Q: CLS_Birmingham: For those of you taking credit cards, what are you doing to be PCI compliant? I’m in the process of setting everything up to take credit cards via SAP’s client portal and I need to make sure we’re fully protected.

Legally, what do I need to do to take credit cards?

A: vanncann: You will have to take a little test from what I remember. It’s pretty simple, you just keep all numbers locked in a safe and it’s that easy. I finally got away from the processors and got the Square card reader for my phone and it works great. That’s something to think about. It’s a lot cheaper and no minimum monthly charges required.

CLS_Birmingham: What do I need to do if I want to do reoccurring payments through client portal though? Since I know those are going to be stored electronically. Or am I better off not allowing it for security purposes? And what type of insurance do I need to get?

I thought about the Square, the only issue is the majority of clients using credit card payments are monthly maintenance clients that I wouldn’t be able to meet with to swipe the card.
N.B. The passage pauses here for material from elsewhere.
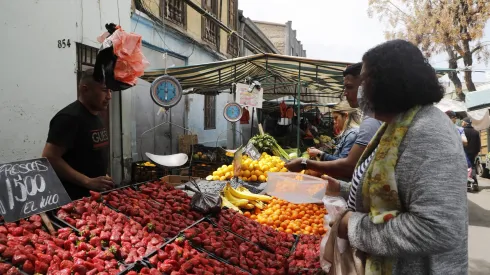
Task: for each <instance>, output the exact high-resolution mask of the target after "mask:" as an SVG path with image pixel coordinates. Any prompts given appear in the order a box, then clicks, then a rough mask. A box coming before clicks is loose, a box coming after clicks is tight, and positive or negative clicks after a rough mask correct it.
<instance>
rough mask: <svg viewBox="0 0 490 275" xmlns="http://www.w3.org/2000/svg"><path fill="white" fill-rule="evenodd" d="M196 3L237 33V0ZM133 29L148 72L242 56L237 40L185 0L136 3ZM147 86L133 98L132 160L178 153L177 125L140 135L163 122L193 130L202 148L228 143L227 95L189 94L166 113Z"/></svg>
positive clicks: (131, 20)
kandalawncaremgr: With Square you can type them in manually. I used it all last year. Works great. You can send receipt by text or email. Also, it records your cash intake if you want to choose to track cash.

grandview (2006): I can’t think of the name it’s called for the credit card insurance, but it protects you if the cards numbers are stolen somehow. If your numbers are stolen then you will need to provide credit card reports to these customers for so long. Check with your agent and then double-check with the credit card company.

Puttinggreens: I could be wrong, but I’m pretty sure once you set a client up, what you actually see in SAP is just the last four digits, not the whole number.

It is there for you to make reoccurring charges, but you, or someone else, can’t see the whole number and copy it to steal.

Chat with SAP, they will fill you in quickly.

bohiaa: You don’t need insurance, your merchant account will handle this.

But, like earlier posters stated, there are many POS options these days. The phone processors are a definite plus. It’s much safer than a merchant account. The liability doesn’t fall on you.

Yes, you have to take a little test. Mainly it’s BS. But there is some good info there. If they didn’t give you the test then you wouldn’t read it. This pretty much releases you of any liabilities of credit card abuse.

I believe it’s called reasonable care, as long as you don’t go screaming someone’s credit card number and its expiration date, you’re covered.

grandview (2006): If you’re keeping credit card numbers on file you better have omissions insurance. This covers loss and all the credit card reports you will have to pay for, among other things.